In a way this is also the bad news. If this server and its operating environment was more complicated to set up, we would have more motivation to pick one of the cloud server automation systems, learn it, and build our cloud server's configuration in it so we could have, for example, a command line 'rebuild this machine and tell me its new IP' script that we could run as needed. Since rebuilding the machine as needed is so simple and fast, it's probably never going to motivate us into learning a cloud server automation system (at least not by itself, if we had a whole collection of simple cloud VMs we might feel differently, but that's unlikely for various reasons).

Although setting up a new instance of this cloud server is simple enough, it's also not trivial. Doing it by hand means dealing with the cloud vendor's website and going through a bunch of clicking on things to set various settings and options we need. If we had a cloud automation system we knew and already had all set up, it would be better to use it. If we're going to do much more with cloud stuff, I suspect we'll soon want to automate things, both to make us less annoyed at working through websites and to keep everything consistent and visible.
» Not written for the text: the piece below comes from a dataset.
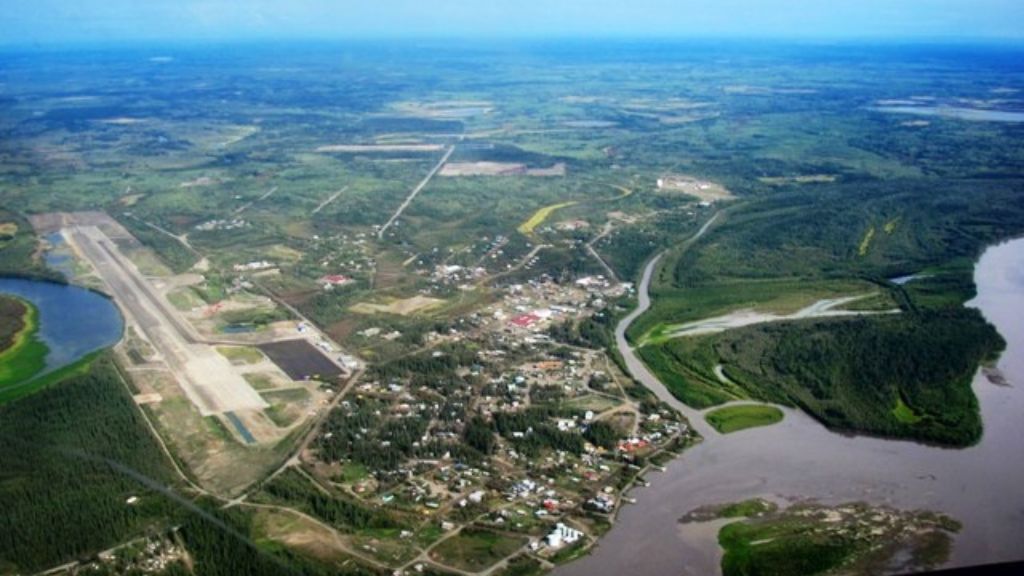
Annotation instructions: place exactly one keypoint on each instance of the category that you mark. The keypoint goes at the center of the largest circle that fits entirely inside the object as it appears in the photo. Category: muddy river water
(982, 486)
(Also, cloud automation feels like something that I should be learning sooner or later, and now I have a cloud environment I can experiment with. Possibly my very first step should be exploring whatever basic command line tools exist for the particular cloud vendor we're using, since that would save dealing with the web interface in all its annoyance.)

sysadmin/FirstCloudVMAndAutomation written at 22:52:33; Add Comment

2024-05-15

Turning off the X server's CapsLock modifier

In the process of upgraded my office desktop to Fedora 40, I wound up needing to turn off the X server's CapsLock modifier. For people with a normal keyboard setup, this is simple; to turn off the CapsLock modifier, you tap the CapsLock key. However, I turn CapsLock into another Ctrl key (and then I make heavy use of tapping CapsLock to start dmenu (also)), which leaves the regular CapsLock functionality unavailable to me under normal circumstances. Since I don't have a CapsLock key, you might wonder how the CapsLock modifier got turned on in the first place.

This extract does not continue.